La découverte sensationnelle d’une nouvelle espèce…

S’il n’est plus si exceptionnel de trouver les restes fossilisés de nouvelles espèces humaines (c’est le cas par exemple de l’Homme de Flores, de l’Homme de Denisova), il est par contre extraordinaire de découvrir une nouvelle espèce… Quelle annonce en effet, nous qui pensions être les seuls êtres humains de la Terre, voici donc que nous nous sommes trouvés un contemporain. Je n’en reviens toujours pas ! Et dire qu’il était là, juste sous nos yeux ! Comme pour toute découverte, il fallait bien lui trouver un nom. Bien sûr, j’ai tout de suite pensé à lui associé mon nom en tant que découvreur pour passer à la postérité moi aussi… Mais cela faisait un peu trop prétentieux (et puis pour la postérité, j’ai mes chroniques) alors j’ai fait plus simple : Homo evaluator.

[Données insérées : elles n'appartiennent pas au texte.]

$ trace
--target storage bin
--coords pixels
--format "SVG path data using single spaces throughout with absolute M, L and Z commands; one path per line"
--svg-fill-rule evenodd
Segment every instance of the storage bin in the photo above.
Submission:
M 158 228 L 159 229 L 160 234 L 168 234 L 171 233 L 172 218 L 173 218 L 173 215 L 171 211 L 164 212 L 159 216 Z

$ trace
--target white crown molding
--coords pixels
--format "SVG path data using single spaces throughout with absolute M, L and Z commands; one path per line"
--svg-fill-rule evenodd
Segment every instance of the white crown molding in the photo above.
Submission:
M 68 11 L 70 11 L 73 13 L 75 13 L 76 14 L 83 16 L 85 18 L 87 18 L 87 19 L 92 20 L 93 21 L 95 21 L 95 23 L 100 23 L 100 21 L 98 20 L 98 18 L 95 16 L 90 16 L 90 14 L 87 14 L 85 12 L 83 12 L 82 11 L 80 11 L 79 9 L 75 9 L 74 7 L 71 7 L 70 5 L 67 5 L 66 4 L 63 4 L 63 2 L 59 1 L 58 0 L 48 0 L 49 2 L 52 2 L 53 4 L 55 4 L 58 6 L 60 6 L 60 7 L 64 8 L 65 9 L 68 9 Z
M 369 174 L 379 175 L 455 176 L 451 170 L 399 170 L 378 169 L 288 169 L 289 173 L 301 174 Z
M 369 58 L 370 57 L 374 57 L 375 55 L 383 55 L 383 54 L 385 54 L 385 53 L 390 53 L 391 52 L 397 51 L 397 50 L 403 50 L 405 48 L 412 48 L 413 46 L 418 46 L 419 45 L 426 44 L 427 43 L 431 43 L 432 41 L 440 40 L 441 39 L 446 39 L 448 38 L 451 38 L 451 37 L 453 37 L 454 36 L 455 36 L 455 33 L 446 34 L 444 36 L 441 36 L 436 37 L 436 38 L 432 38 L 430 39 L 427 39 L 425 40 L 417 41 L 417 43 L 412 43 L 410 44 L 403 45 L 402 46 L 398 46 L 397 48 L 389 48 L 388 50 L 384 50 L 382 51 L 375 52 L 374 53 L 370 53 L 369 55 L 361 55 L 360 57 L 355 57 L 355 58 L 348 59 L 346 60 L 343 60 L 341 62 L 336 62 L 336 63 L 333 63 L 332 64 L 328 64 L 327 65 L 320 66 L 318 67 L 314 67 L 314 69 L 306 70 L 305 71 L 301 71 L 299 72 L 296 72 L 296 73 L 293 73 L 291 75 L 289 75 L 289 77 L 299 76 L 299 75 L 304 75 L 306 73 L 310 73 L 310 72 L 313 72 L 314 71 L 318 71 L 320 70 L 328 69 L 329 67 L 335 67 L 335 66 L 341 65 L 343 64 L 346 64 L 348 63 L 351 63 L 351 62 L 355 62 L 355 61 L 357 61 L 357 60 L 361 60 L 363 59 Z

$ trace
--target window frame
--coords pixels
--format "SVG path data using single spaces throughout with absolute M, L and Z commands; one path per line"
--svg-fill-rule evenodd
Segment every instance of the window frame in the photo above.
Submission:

Ça sonne pas mal vous ne trouvez pas ?

évaluation

Un nom c’est bien, mais ça ne suffit pas : je me suis aussitôt mis au travail pour décrire cette nouvelle espèce. Pourquoi était-elle passée inaperçue pendant aussi longtemps ? Et bien tout simplement parce que cette espèce est très proche de l’Homo sapiens, si proche en fait qu’il faut être très attentif pour les discerner. Je pense donc que l’ancêtre commun de H. sapiens et H. evaluator est très récent dans l’histoire évolutive de ces espèces… peut-être même existe-t-il toujours ?

Je me suis donc mis en quête des innovations évolutives d’H. evaluator : le travail de description en est encore à ses balbutiements mais voici quelques éléments caractéristiques :

Ils sont essentiellement culturels en fait !

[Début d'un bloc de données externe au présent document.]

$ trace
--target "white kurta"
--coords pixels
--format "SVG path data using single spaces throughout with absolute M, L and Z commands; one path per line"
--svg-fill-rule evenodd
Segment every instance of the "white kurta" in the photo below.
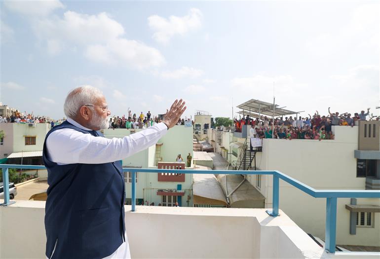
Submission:
M 67 121 L 86 131 L 90 131 L 75 120 Z M 58 165 L 103 164 L 124 159 L 154 145 L 167 132 L 160 122 L 148 129 L 122 138 L 94 137 L 76 130 L 64 128 L 52 132 L 46 140 L 49 159 Z M 130 258 L 128 238 L 107 259 Z

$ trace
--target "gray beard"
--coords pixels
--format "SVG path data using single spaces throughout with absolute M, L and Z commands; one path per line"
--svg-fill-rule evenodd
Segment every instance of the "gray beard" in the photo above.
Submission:
M 98 115 L 96 112 L 94 112 L 94 116 L 92 117 L 90 125 L 92 128 L 100 128 L 100 129 L 108 129 L 109 126 L 109 120 L 110 118 L 107 116 L 105 119 L 102 119 L 102 117 Z

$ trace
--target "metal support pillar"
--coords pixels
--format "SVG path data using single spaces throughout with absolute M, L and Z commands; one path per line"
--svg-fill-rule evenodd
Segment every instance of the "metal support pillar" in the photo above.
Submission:
M 9 199 L 9 178 L 8 175 L 8 168 L 2 169 L 2 187 L 4 192 L 4 203 L 0 203 L 1 206 L 8 206 L 15 203 L 15 201 L 10 201 Z
M 280 216 L 280 214 L 278 214 L 279 188 L 278 176 L 275 173 L 273 175 L 273 200 L 272 201 L 272 210 L 266 211 L 266 213 L 272 217 Z
M 136 172 L 132 172 L 132 211 L 136 209 Z
M 337 197 L 326 199 L 325 249 L 332 253 L 335 253 L 337 199 Z

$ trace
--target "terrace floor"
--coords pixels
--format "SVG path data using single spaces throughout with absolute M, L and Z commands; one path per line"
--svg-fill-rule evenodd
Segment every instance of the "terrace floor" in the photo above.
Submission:
M 28 200 L 33 194 L 39 193 L 47 189 L 49 185 L 47 181 L 40 181 L 32 182 L 17 186 L 17 195 L 15 200 Z

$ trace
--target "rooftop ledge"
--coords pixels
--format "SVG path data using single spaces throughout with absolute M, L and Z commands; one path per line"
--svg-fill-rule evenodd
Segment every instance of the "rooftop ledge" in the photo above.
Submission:
M 44 258 L 44 201 L 0 206 L 0 258 Z M 378 258 L 328 254 L 283 212 L 125 205 L 132 258 Z M 26 216 L 27 215 L 27 217 Z

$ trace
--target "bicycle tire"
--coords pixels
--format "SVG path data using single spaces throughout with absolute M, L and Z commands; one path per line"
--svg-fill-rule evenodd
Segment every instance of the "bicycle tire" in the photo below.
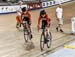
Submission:
M 24 25 L 23 31 L 24 31 L 25 42 L 28 42 L 28 30 L 25 25 Z
M 49 32 L 49 35 L 46 36 L 46 37 L 47 37 L 47 39 L 49 40 L 49 41 L 47 42 L 47 48 L 50 48 L 50 47 L 51 47 L 51 43 L 52 43 L 52 34 L 51 34 L 51 32 Z

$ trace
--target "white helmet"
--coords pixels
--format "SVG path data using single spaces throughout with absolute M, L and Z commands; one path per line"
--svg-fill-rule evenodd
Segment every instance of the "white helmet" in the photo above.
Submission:
M 22 1 L 19 1 L 18 4 L 23 4 L 23 2 Z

Tout d’abord, s’il possède la même technologie que son cousin H. Sapiens, Homo evaluator semble prêter beaucoup d’intérêt à un outil qu’il parait investir d’un pouvoir mythique, une sorte de gri-gri en forme de bâtonnet à la couleur vive : son « stylo rouge », dont il ne semble jamais se départir (il est fréquent d’ailleurs d’en trouver plusieurs sur lui, dissimulés dans ses poches, trousses, cartables…).

J’avais, de prime abord, émis l’hypothèse qu’il pouvait s’agir d’un élément de parade nuptiale, la couleur générant un attrait sexuel pour les femelles, mais il faut bien se rendre à l’évidence : cet élément semble présent également chez les deux sexes … Pour l’instant je penche pour un élément de pratique artistique : à l’instar des peintures rupestres des Hommes de Cro-Magnon, H. evaluator semble passer beaucoup de temps à orner des piles de copies préalablement et scrupuleusement collectés chez un groupe de jeunes Homo sapiens qu’il appelle « ses élèves ».

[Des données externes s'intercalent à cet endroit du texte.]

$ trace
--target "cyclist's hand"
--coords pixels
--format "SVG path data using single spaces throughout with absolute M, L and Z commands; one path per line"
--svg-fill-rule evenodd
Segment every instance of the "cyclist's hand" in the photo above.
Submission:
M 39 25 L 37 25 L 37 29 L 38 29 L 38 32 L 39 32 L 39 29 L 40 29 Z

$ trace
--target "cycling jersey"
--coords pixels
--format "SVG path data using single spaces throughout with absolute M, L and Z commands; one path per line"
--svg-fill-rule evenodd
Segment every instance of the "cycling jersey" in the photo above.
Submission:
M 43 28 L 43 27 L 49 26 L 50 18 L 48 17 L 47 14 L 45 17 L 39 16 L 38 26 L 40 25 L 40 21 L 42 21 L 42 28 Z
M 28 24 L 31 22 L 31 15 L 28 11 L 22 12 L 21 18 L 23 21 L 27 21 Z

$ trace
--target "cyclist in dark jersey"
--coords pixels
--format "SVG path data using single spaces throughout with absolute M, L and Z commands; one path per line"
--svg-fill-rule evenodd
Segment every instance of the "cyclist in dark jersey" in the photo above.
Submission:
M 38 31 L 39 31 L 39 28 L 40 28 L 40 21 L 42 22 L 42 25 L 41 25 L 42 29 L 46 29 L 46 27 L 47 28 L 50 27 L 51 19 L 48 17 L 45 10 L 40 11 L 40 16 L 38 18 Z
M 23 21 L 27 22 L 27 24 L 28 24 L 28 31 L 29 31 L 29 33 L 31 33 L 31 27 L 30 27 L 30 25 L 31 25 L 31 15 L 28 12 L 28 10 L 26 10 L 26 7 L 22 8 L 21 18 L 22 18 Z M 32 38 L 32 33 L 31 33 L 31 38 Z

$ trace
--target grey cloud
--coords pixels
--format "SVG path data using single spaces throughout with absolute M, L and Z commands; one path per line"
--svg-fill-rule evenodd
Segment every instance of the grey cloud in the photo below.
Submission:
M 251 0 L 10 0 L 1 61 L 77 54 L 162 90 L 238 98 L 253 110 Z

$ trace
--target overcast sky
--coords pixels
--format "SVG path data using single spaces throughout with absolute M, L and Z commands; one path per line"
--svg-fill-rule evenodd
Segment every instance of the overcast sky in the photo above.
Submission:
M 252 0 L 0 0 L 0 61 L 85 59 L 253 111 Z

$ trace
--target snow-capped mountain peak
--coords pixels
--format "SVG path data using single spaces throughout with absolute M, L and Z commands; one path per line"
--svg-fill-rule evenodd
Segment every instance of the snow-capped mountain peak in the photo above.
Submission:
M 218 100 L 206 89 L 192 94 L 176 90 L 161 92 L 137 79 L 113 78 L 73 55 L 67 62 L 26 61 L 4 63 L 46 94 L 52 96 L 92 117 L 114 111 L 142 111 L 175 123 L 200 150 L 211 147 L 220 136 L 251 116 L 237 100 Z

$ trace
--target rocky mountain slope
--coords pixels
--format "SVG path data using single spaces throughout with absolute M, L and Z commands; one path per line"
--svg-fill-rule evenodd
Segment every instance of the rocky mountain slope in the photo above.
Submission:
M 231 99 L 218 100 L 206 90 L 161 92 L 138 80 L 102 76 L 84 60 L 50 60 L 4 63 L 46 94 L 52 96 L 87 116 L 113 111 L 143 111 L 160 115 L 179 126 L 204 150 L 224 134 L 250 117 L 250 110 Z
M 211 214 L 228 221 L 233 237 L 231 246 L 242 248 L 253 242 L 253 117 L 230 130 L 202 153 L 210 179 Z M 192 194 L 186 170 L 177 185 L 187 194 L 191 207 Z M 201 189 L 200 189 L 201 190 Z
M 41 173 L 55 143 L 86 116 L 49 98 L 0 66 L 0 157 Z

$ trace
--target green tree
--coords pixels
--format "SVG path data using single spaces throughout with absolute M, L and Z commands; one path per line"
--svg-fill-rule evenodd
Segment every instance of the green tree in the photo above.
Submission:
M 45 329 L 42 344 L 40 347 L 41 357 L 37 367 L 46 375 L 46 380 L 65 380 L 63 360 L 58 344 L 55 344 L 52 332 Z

Cette pratique culturelle semble être très importante pour lui car : tout d’abord, il aime à se submerger lui-même de copies en récupérant un maximum de devoirs, résumés, brouillons, cahiers, diaporama et tout ce qu’il peut évaluer.

De plus lorsqu’il a rendu un paquet il en reconstitue aussi un dans la foulée. Enfin, il y consacre énormément de temps : le soir venu ou encore le weekend, il paraît prendre un plaisir non dissimulé à s’isoler avec son paquet de copies, dans ce qui est comparable à une tanière ou bien la pénombre des grottes de son ancêtre Cro-Magnon : ce qu’il appelle son « bureau », comme pour mieux savourer son ouvrage.

Un point me rend cependant plus particulièrement perplexe : il semble passer le plus de temps à décorer les copies contre lesquelles, paradoxalement, il peste le plus.

Bon, je dois bien l’avouer, je n’ai pas trouvé d’H. evaluator, mais s’il n’y a pas d’évolution il s’agit bien d’un problème d’évaluation…

En effet, quelquefois après trois jours sur quatre consacrés lors d’un weekend prolongé d’Ascension à corriger des copies de bac blanc et lire des fiches de synthèse de TPE, puis 14 heures en évaluation orale de cette même épreuve, je m’interroge….

Sommes-nous atteints d’une mutation qui nous pousse à évaluer, évaluer et encore évaluer ? Pire encore suis-je tout simplement devenu une machine à évaluer ? Cette évolution est-elle irréversible ? Est-ce une fatalité du métier ?

Ainsi va la vie d’évaluateur me direz-vous, mais : et vous ? Arrivez-vous à évaluer la place que tient l’évaluation dans votre quotidien d’évaluateur ?

Damien THOMAS
(qui n’évalue encore pas bien les retombées de cette chronique)

2 réponses

  1. J’ai adoré cette chronique qui m’a bien fait(e) rire!!!
    Effectivement, on corrige pas mal surtout à certaines périodes de l’année, notamment au moment des éval trimestrielles. J’appelle ça le « marathon des corrections » .On enchaîne, on enchaîne, on enchaîne…..on devient les terminators du stylo rouge!!!
    Et puis les notes que l’on peut mettre parfois à nos élèves!!!!
    17,3- 12,8- 08,4….Juste dans un souci d’équité, on fait appel à la sacro-sainte règle de trois…..n’importe quoi!!!!
    En tous les cas, j’ai effectivement un stylo rouge dans mon sac à main…..mais c’est juste au cas où, hein!!!! Ne vous inquiétez pas, je me soigne!!!!
    Dis docteur, est ce que ça compte si je prends un stylo rose !?!?!?!

    1. merci pour le commentaire!
      Le « marathon des corrections », l’image est intéressante : c’est long et on en sort vidé…
      Un stylo rose? Avec des paillettes? En tous cas, c’est un signe de début de guérison, mais il faudra jeter le stylo rouge caché dans le sac à main!